Introduction

Voles constitute one of the youngest groups of rodents. Mountain voles, belonging to genus Neodon (Rodentia: Cricetidae), which occur only in the Tibetan-Himalayan region (THR) (Fig. 1)26, along with 1X–15X whole-genome sequencing (WGS) data for each morphologically distinct taxon (Supplementary Data 2). This extensive dataset allowed the identification and description of six new species of Neodon. Our analyses showed that rapid climate change, complex topography and founder events resulting from dispersal were the key factors driving Neodon diversification and evolution. In addition, our de novo genome assembly revealed the genetic basis of the adaptations of mountain voles to high-latitude environments, characterised by pressures such as hypoxia, high UV radiation and low temperatures.

Results

Morphological evidence of six unidentified lineages of Neodon

We analysed 235 specimens of Neodon to examine the possible existence of new species of Neodon based on morphological evidence. We also generated WGS data for 48 specimens to explore their genetic divergence and potential taxonomic status (Supplementary Data 1 and 2).
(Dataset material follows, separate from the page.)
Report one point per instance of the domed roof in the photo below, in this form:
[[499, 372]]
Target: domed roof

Initial observations of skulls, teeth and bacular structures showed 15 distinct patterns (Fig. 2 and Supplementary Fig. 1), each representing a putative species of Neodon. This included eight described species1,24, one previously evaluated group with unclear status and six tentatively unidentified taxa. We recorded the characteristics of the genitalia and bacular structures for males; and dental, external and cranial measurements for both sexes (detailed abbreviations of the measurements are provided in Supplementary Data 3) and further conducted morphological comparisons of these 15 putative species. The morphology of the glans penis provided useful clues about the affinities of microtine species and the differences in the characters of the glans penis clearly distinguished all putative species (Fig. 2). The pairwise Euclidean distances of dental measurements (e.g., the number of closed triangles on the first lower molar) also distinguished 15 patterns (Supplementary Fig. 2 and Supplementary Data 4). In addition, principal component analysis (PCA) (Supplementary Fig. 3) and subsequent two-sided t-tests or Wilcoxon rank-sum tests (Supplementary Fig. 4) of 17 statistical measurements of external and cranial characteristics of 95 intact adults (Supplementary Data 57) also resolved all 15 putative species.
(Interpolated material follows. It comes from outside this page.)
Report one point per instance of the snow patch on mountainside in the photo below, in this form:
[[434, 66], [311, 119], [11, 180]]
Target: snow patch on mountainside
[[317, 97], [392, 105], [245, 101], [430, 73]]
Fig. 2: Comparison of morphological features.
figure 2

a Comparison of tooth rows. b Comparison of glans penes. Numbered views are 1: glans; 2: midventral cut view; 3: urethral lappet; 4: dorsal papilla. Lettered structural features in a1 and a2 are a. distal baculum; b. outer crater; c. inner crater; d. ventral groove; e. glans; f. prepuce; g. penis body; h. station of dorsal papilla; i. lateral baculum (cartilage); j. urethral lappet; k. lateral baculum (bony part); l. distal baculum (bony part); and m. proximal baculum. The taxa are (from top to bottom) Neodon leucurus, N. fuscus, N. linzhiensis, N. forresti, N. irene from Clade 1, N. nyalamensis, N. sikimensis, unidentified taxon 1 (from Nanyi township, Milin County), unidentified taxon 2 (from Shergyla Mountains, Linzhi county), unidentified taxon 3 (from Motuo County, south of the Namchabarwa Mountains) from Clade 2, N. medogensis, unidentified taxon 4 (from Ridong village, Bershula Mountains, Chayu County), N. clarkei, unidentified taxon 5 (from Bomi County) and unidentified taxon 6 (from Chibagou National Nature Reserve, Chayu County) from Clade 3 (refer to Fig. 3 for clade information).
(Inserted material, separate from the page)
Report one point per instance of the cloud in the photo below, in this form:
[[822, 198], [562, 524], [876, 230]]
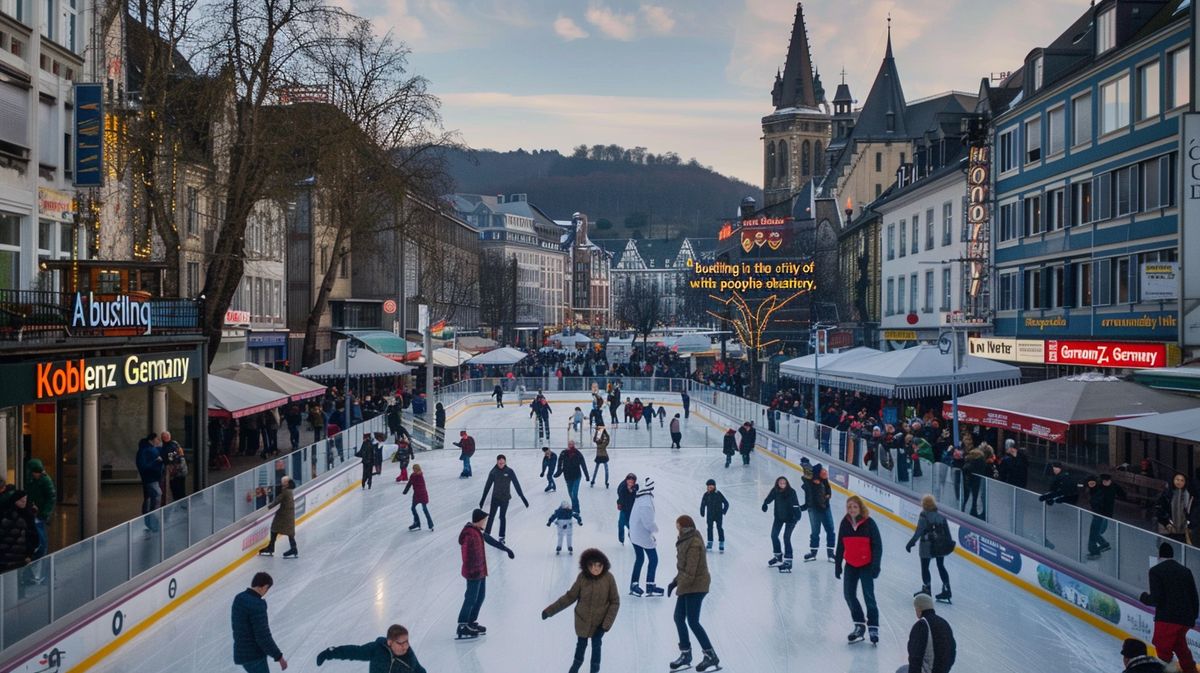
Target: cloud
[[612, 24], [567, 29], [658, 18]]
Molecular evidence for all lineages of Neodon

We generated a total of 241 Gb of 10X Genomics linked-reads (67.56X) for one specimen of Neodon sampled from north of the Yarlung Zangbo River on Shergyla Mountain (unidentified taxon 2), and produced a genome assembly with a total length of 2.25 Gb and a scaffold N50 of 10.85 Mb. In addition, we obtained a total of 620.45 Gb of reads for an additional 47 samples, with the amount of data generated from each sample ranging from 2.21 Gb to 43.38 Gb (Supplementary Data 2). A total of 4951 full-length single-copy orthologous gene groups were annotated in our reference genome using BUSCO27. The “nuclear gene set” obtained for all lineages after the removal of low-confidence genes, consisted of a total of 4624 coding genes, with an average, maximal and minimal lengths of 1885 nt, 23,046 nt and 222 nt, respectively (Supplementary Fig. 5).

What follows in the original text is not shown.